Colorado is now home to some of the nation’s first certified organic cannabis, which comes with a blessing from federal regulators. CBDRx, a Longmont, Colorado cannabis farm, has secured a certification to market its products with the organic seal from the U.S. Department of Agriculture, a major coup for the plant’s enthusiasts.
“As long as the industrial hemp is grown according to the Farm Bill, it can be certified organic to the USDA National Organic Program,” wrote Penelope Zuck, the agency’s organic program accreditation manager, in an email correspondence obtained by KUNC.
Catch that? We’re talking about hemp here, which is still considered cannabis under federal law. The distinction, and USDA’s decision to certify it, throw the plant into an even larger legal gray area.
“Marijuana may not be certified organic under the USDA organic regulations,” Zuck wrote in October 2015.
Part of the problem is semantics. “Hemp,” “cannabis,” “marijuana,” and the plant’s countless nicknames are used interchangeably and as shorthand to denote the chemical makeup of different varieties. As it stands now, the Farm Bill makes some varieties of cannabis, colloquially known as “hemp,” federally recognized and legitimate crops as long as they're below a THC threshold.
But a lack of nuance in the Controlled Substances Act means “cannabis” -- hemp included -- still remains an illegal drug, with no redeemable value and a high level of abuse. The Farm Bill’s language even acknowledged the conflict [.pdf], where lawmakers nodded to the plant’s status under the CSA but effectively ignored it.
News organizations and consumers still throw around the term “marijuana,” which has its own racist, anti-immigrant origins. Industry types are pushing for the plant to be rebranded under the scientific umbrella of “cannabis.” Linguistics experts are already watching how legalization efforts are changing the way we talk about it.

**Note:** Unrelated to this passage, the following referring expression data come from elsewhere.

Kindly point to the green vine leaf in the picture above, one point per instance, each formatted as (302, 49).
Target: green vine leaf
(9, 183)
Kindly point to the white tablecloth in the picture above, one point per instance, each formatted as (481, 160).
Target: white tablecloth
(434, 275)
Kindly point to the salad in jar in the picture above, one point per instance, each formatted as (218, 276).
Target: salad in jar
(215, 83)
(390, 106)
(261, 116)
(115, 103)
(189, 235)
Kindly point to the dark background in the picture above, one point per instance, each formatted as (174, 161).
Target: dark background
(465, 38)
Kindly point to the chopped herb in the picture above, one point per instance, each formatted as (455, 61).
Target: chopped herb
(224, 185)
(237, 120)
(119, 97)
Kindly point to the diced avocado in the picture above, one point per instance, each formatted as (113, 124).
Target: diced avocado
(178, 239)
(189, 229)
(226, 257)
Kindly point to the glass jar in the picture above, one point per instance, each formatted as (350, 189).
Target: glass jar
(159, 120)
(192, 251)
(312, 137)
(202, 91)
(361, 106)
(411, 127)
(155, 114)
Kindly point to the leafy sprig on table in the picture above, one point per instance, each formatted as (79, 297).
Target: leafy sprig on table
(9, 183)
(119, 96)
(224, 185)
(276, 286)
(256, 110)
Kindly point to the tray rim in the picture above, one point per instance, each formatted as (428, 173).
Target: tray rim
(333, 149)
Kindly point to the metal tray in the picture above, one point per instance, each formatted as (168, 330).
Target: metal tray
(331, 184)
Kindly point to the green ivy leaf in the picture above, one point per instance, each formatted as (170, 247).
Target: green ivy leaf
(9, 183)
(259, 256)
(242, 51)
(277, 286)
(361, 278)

Claims of “organic” cannabis have gone relatively unchecked in Colorado. In September 2015, Colorado attorney general Cynthia Coffman said she was ready to send consumer fraud investigators to examine whether cannabis grow facilities' organic claims withstood scrutiny, and matched consumer understanding of what the term “organic” is meant to convey. The issue has become even more pointed as more commercial Colorado growers are cited for misuse of pesticides.
The latest Farm Bill, signed into law in 2014, gave hemp a legal definition and allowed university researchers and state departments of agriculture to conduct research on the plant, and create registration programs for farmers clamoring to get it into their fields.

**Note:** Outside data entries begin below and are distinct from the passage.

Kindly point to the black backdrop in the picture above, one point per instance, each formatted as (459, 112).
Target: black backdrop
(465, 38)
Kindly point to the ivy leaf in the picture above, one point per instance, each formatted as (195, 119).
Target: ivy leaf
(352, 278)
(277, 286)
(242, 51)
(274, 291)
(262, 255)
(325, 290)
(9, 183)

“We at CBDRx decided to challenge the norm and request USDA certification for our hemp. And through some true passionate efforts we succeeded,” said Tim Gordon, a member of the CBDRx research team. The company’s certification was completed by OneCert, a Nebraska-based third party auditing firm.
Hemp is a low-THC variety of cannabis, meaning it won’t get you high if you smoke or ingest it, but can still contain other chemical compounds with potential medical uses. Its fiber and seeds are marketed to makers of industrial ropes, beauty products, high-end garments, and health foods.
CBDRx’s organic certification means that while one arm of the federal government, the Drug Enforcement Administration, still considers cannabis a schedule I drug with no accepted medical use, another, the U.S. Department of Agriculture, is ready to step in and certify the cultivation methods of cannabis are up to organic standards.